Wheel lights

[RobertBlakeAnderson]

I'm working on a feature to control the Pioneer wheel lights. Here's my service callback. It's based on the Aria example mtxWheelLights.cpp

bool RosArnlNode::wheel_light_cb(rosarnl::WheelLight::Request& request, rosarnl::WheelLight::Response& response)
{
  // Validate input
  if (request.mode < 1 || request.mode > 10 || request.value < 0 || request.value > 100) {
    return false;
  }

  struct {
    ArTypes::UByte pattern;
    ArTypes::Byte value;
    ArTypes::UByte flags;
    ArTypes::UByte flags2;
  } msg;

  msg.pattern = request.mode;
  msg.value = request.value;
  msg.flags = 0;
  msg.flags2 = 0;

  arnl.robot->comDataN(ArCommands::WHEEL_LIGHT, (const char*)&msg, 4);

  return true;
}

When I call the service, the wheel lights will flash the commanded mode for an instant, then go back to Ready mode. Is there something else I need to do to make the command stick?

[RobertBlakeAnderson]

After looking at it some more, I noticed function void RobotMonitor::robotMonitorTask() in RobotMonitor.cpp. This function appears to be called continuously and sets the wheel lights based on the robot state. Seems that this is overwriting my command almost immediately.

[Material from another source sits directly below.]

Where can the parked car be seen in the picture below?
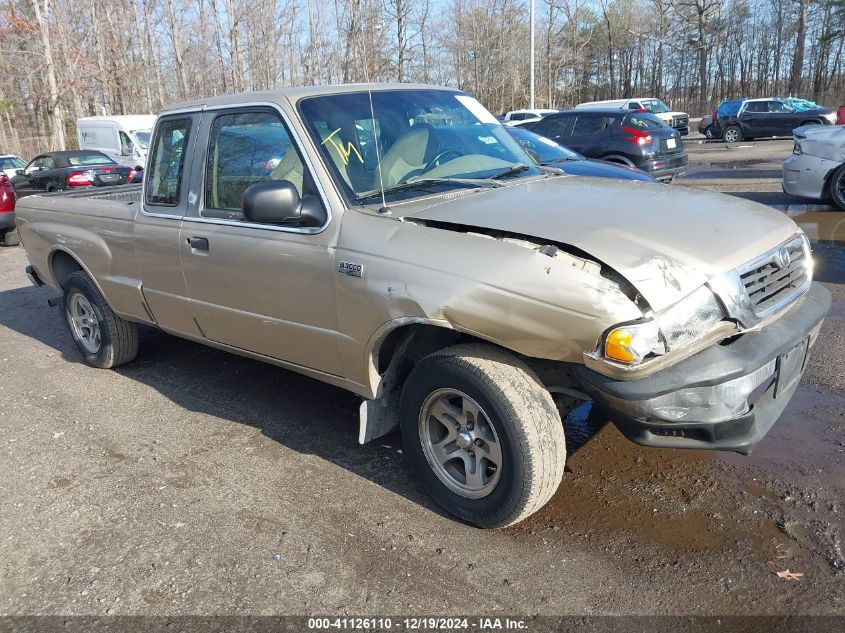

I'll look into a way to toggle the lights between the default behavior and manual command mode.

[reed-adept]

Maybe the way to do it is to have the service call something in RobotMonitor to set the desired wheel light state, or to disable/enable RobotMonitor's wheel light code. RobotMonitor also puts a popup dialog box in MobileEyes when the robot is e-stopped which gives you a button to re-enable the motors, though in ROS you could also use the enable motors service. The intention for RobotMonitor is to (depending on requirements from users) potentially be a starting point for more sophisticated API for customizing responses to various robot events or state changes that could happen alongside "normal" operation... so any ideas would be appreciated. The RobotMonitor in rosarnl and rosaria are just copies of the same class in the ARNL example server, but if it seems like it has a stable API/design it will be moved into the ARIA library itself.

[RobertBlakeAnderson]

I think I'll need to control the lights via ros-arnl, since the robot and environment states that we want to signal are only visible on the client side. I'm thinking:

• Give the wheel lights a manual operating mode, where that portion of robotMonitorTask() is disabled, and a default mode where it is active. Toggle this with a boolean member in RobotMonitor.
• Create a public function in RobotMonitor to set this bool true/false.
• Create a public function in ArnlSystem as well to expose it to ros-arnl.
• Implement the service callback above, and add to it a function call to set the lights to manual mode, so the command doesn't get overridden.
• Implement a mode in the ROS service to set the wheel lights back to automatic control. Or maybe just have them go back after a certain time. Not sure yet on that.

[reed-adept]

That sounds pretty good. The wheel light states are enumerated by an 8-bit value, then some of the states also look at two other bytes in the command for additional info to modulate color or speed or whatever. There is no state for 0 so that could mean "default" (let RobotMonitor do it) in the service call or topic that changes it. Or use a signed int and use -1 for default (or a signed char, there aren't and won't be more than a dozen possible states.) That could make the interface simpler. Note that this stuff will only apply to the LX at this point. See the robot manual for a list of the states.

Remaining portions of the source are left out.